# Newport, Oregon 2007 Yaquina Wheels Lighthouse Century Ride



## skiph (May 11, 2007)

Put August 19, 2007, on you cycling calendar and come to Newport, Oregon, to ride 1 of 3 routes on the Yaquina Wheels Lighthouse Century Rides.

Description: 3 courses: 25, 62 (100km) & 100 miles. 

Short Course (25 mi): Yaquina Head to Yaquina Bay Lighthouse, through historic Newport Bay-Front and east along beautiful Yaquina Bay; watch for blue herons, egrets and bald eagles. Return to Yaquina Head Lighthouse. 

Metric Century (100km): Extend short course with moderate climb to Toledo, south-east on a quite back-country road to Elk City; then return to Toledo & back along Yaquina Bay to Newport & Yaquina Head. 

Century (100 mi): Depart Metric Route after returning to Toledo from Elk City; head north to Siletz and follow the Siletz River through beautiful coastal forests to the Pacific Ocean, follow Siletz Bay to Taft; then south along scenic Oregon Coast Bike Route with vistas at Fogerty Creek, Boiler Bay, over Otter Crest Loop to Beverly Beach then return to Yaquina Head. 

Rest stops: 1, 3 or 4, depending on route. 
300 rider limit.

Terrain: Mostly flat, short climbs

See website for online registration, on-site registration opens at 7:00 am.

Fee: $30.00/full & metric Centuries; $15.00/25 miles

Visit our web site: http://www.yaquinawheels.org/Century.html for more information.

Also visit http://picasaweb.google.com/SkipH152/2007YaquinaWheelsBicycleClubLighthouseCenturyPreview

for a pictorial preview of the routes.


----------



## skiph (May 11, 2007)

Bump....


----------



## wasfast (Feb 3, 2004)

First off, great to have an event ride on the Oregon Coast. However, August at the beach is one of the WORST months to go. Lots of tourist traffic and many times poor weather when the hot days warm up the inland, making the coast a foggy, cold area.

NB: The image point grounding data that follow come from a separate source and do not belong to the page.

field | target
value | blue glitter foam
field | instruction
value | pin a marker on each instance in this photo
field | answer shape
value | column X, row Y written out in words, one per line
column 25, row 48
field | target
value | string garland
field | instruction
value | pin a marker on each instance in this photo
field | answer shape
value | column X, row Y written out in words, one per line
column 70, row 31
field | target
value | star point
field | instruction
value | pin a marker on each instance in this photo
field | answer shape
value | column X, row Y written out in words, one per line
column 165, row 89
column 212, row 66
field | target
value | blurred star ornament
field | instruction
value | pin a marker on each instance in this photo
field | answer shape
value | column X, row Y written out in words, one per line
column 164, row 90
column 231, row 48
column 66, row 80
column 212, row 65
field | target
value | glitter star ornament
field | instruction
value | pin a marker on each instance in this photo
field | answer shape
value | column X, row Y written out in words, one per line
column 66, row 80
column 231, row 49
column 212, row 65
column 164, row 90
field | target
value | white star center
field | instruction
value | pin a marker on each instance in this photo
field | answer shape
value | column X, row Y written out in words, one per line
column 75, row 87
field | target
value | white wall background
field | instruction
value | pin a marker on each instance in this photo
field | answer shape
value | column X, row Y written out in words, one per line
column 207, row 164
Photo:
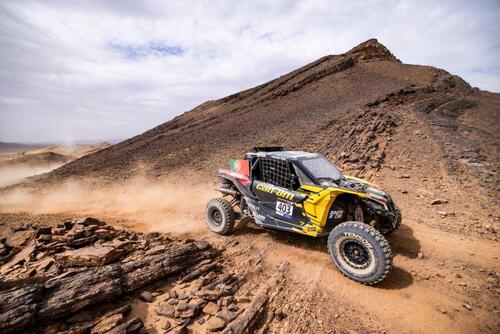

Perhaps consider having the ride in late September for another year?


----------



## skiph (May 11, 2007)

Bump 2...


----------



## skiph (May 11, 2007)

Bump 3...


----------



## skiph (May 11, 2007)

Last call....


----------



## skiph (May 11, 2007)

Thanks to all who came.

A bit of damp start, but the 'liquid sunshine' was gone by 8AM and pretty much sunny for the rest of the day.

Pretty much zero wind all day, which is somewhat unusual along the Oregon coast.


----------